O sortudo do Murdoch (aquele do News of the World e seus grampos) deve estar dando pulos de alegria, já que sua safadeza foi totalmente empurrada para fora das primeiras páginas para dar espaço a palhaçada que esta rolando nesta crise entre presidente, democratas e republicanos e o que fazer com o débito, subir ou não; taxas, fazer os bilionários meterem a mão no bolso ou não; cortar serviços públicos ou simplesmente dar o calote.

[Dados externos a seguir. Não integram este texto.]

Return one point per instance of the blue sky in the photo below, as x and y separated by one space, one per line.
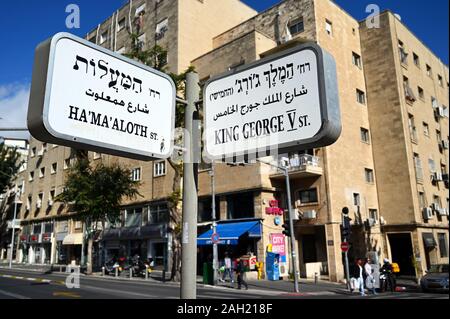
24 24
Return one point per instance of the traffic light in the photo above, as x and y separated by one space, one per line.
286 230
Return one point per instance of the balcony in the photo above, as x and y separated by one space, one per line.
301 166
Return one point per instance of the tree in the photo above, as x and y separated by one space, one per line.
96 194
9 166
156 57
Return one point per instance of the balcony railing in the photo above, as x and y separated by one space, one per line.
302 166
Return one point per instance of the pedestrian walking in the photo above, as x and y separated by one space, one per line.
370 279
240 271
358 274
228 270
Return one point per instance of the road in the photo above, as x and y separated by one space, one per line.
16 284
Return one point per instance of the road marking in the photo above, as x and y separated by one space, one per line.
66 294
10 294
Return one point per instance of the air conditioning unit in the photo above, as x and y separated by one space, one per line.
371 222
437 177
435 207
427 213
443 212
312 214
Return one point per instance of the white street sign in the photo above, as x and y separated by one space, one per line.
88 97
286 102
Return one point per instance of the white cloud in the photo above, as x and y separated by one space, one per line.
13 108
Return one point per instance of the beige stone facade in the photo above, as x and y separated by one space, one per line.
370 170
410 137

Os republicanos que se negam a entrar num acordo, fazendo joguinho não aceitando o que Obama propos, independente de ser uma solução passável ou não, já que a única preocupação deles é pintar o cara da pior maneira possível para que ele não tenha chance nenhuma de se reeleger em 2012, vão no último segundo aceitar a solução, gritando aos quatro ventos e se fazendo de vítima de que “tentaram, tentaram, mas a força do mal venceu”.

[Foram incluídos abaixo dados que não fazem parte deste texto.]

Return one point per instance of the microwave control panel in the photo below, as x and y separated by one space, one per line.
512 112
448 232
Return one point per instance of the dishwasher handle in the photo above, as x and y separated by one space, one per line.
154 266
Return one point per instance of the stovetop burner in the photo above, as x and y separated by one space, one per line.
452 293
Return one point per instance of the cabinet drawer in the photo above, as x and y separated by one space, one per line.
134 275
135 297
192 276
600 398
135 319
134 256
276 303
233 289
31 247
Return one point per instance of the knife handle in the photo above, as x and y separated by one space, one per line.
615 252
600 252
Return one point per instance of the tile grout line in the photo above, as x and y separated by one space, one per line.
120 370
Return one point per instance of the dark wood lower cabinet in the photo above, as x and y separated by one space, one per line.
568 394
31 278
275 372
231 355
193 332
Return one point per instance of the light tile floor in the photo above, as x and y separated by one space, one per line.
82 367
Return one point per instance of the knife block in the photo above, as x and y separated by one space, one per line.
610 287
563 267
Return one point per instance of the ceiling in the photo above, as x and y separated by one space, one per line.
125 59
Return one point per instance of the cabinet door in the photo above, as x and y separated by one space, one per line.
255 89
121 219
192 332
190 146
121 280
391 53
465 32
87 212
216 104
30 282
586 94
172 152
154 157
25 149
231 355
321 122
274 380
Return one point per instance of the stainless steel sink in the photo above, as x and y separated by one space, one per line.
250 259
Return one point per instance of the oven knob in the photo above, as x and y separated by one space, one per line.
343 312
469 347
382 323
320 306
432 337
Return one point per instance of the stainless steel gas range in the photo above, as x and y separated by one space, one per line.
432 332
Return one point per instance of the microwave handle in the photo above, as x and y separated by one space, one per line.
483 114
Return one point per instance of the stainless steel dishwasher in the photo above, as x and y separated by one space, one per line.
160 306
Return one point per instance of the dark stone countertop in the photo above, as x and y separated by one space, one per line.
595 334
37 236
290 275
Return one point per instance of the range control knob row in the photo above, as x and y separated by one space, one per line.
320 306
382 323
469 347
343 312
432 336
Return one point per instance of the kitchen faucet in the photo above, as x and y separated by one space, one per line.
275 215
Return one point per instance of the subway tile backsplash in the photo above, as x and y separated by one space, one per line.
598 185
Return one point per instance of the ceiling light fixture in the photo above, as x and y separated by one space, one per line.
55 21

Uma parte do meu cérebro entretem a idéia do caus, digo, calote: como seria se o número 1 tivesse um rebaixamento do seu Aaa? Será que o povo ia acordar para realidade? Será que uma medida austera como imposta na Grécia (e que gerou tanto quebra-quebra) daria o mesmo resultado aqui, quebra-quebra/revolução? Ou será que absolutamente nada ia mudar, as pessoas iam continuar vivendo suas vidinhas e aceitando falcatruas que estão se tornando coisa comum neste país. É claro que um calote, mesmo um que dure dias, teria repercussões imensas na economia mundial, inclusive para o Brasil, que é o 5º credor do US da A, fato que se não atingisse a gente de maneira tão séria, me faria rir.

Enquanto isso, o mundo inteiro olha para DC em choque o patético teatro político.